Bei der ersten Zwischenüberschrift ist bei mir dann aber die erste richtige Irritation entstanden: Mitmachen, Verbessern, Gewinnen. „Oh oh, Gewinnen?“ Hier kam der erste Verdacht auf, dass es sich eigentlich um ein verkapptes Betriebliches Vorschlagswesen (BVW) handelt. Dieser Verdacht ist dann zur Gewissheit geworden, als im nächsten Abschnitt mit attraktiven Prämien und tollen Preisen gewunken wurde. Da macht es dann auch keinen Unterschied mehr, dass im zweiten Abschnitt betont wird, dass es auch die kleinen Verbesserungen sind, die für die Weiterentwicklung sorgen.

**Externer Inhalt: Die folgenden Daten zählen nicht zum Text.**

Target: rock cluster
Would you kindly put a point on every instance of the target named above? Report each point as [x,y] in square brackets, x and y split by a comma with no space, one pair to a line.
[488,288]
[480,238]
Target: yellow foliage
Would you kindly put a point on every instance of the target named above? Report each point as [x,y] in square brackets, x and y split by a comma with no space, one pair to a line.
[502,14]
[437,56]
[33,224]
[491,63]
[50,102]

Im letzten Abschnitt werden dann möglichen Auszeichnungen aufgezählt. Damit sollte auch dem letzten Zweifler klar sein, dass es hier nicht um einen Kontinuierlichen Verbesserungsprozess handelt sondern um ein Betriebliches Vorschlagswesen. Beim letzten Satz kam bei mir dann noch die Frage auf, ob es bei der Bundeswehr auch Qualitätsmanagementbeauftragte gibt. Ich vermute mal eher nicht, denn sonst hätte es nicht passieren dürfen, dass im letzten Satz auf der Seite eine Anerkennungsurkunde der Bundesministerin der Verteidigung in Aussicht gestellt wird (Anm.: In der Dienstvorschrift wird eine neutrale Formulierung gewählt). Grundsätzlich finde ich es zwar gut, dass das Bundesministerium eine weibliche Leiterin hat. Trotzdem hat der personelle Bezug (weiblich) in dieser Form nichts in organisatorischen Unterlagen zu suchen. Die nächste notwendige Änderung steht damit schon sicher ins Haus. Wenn Sie mir jetzt Spitzfindigkeit und Wortklauberei vorwerfen, kann ich damit leben ;-)

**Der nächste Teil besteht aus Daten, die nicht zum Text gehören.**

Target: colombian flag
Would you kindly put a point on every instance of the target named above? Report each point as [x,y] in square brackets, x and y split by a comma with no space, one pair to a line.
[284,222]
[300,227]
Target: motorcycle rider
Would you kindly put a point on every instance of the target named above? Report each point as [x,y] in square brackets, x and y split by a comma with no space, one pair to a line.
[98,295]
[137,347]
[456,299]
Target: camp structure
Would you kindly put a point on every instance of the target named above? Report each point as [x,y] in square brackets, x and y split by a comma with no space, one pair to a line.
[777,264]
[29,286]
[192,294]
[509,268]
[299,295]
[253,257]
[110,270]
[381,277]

Jetzt will ich aber nicht nur schimpfen, sondern auch ein paar konstruktive Verbesserungsvorschläge machen. Die Ernsthaftigkeit der Initiative hätte sich für mich gravierend gesteigert, wenn sich die Unterstützung und Förderung nicht nur in o.g. Anerkennungsurkunde ausdrücken würde, sondern wenn die Ministerin auf dieser Seite selbst zur Sprache kommen würde (dann hätte ich sogar oben erwähntes Auge bei der Personalisierung zugedrückt). Die Unterstützung des KVP ebenso wie des BVW durch das Topmanagement ist ein entscheidender Erfolgsfaktor. Ein BVW hat sicherlich seine Berechtigung, im Unterschied bleibt der Erfolg aber in der Regel dem Zufall und der Initiative Einzelner überlassen. Erst die Routine regelmäßiger KVP-Runden schöpft das Potenzial der Mitarbeiter wirklich aus und bringt nachhaltigen Erfolg in der Anwendung Kontinuierlicher Verbesserungsaktivitäten, die dieses Adjektiv dann auch verdienen. Mehr über den Unterschied habe ich in einer Gegenüberstellung von BVW und KVP geschrieben.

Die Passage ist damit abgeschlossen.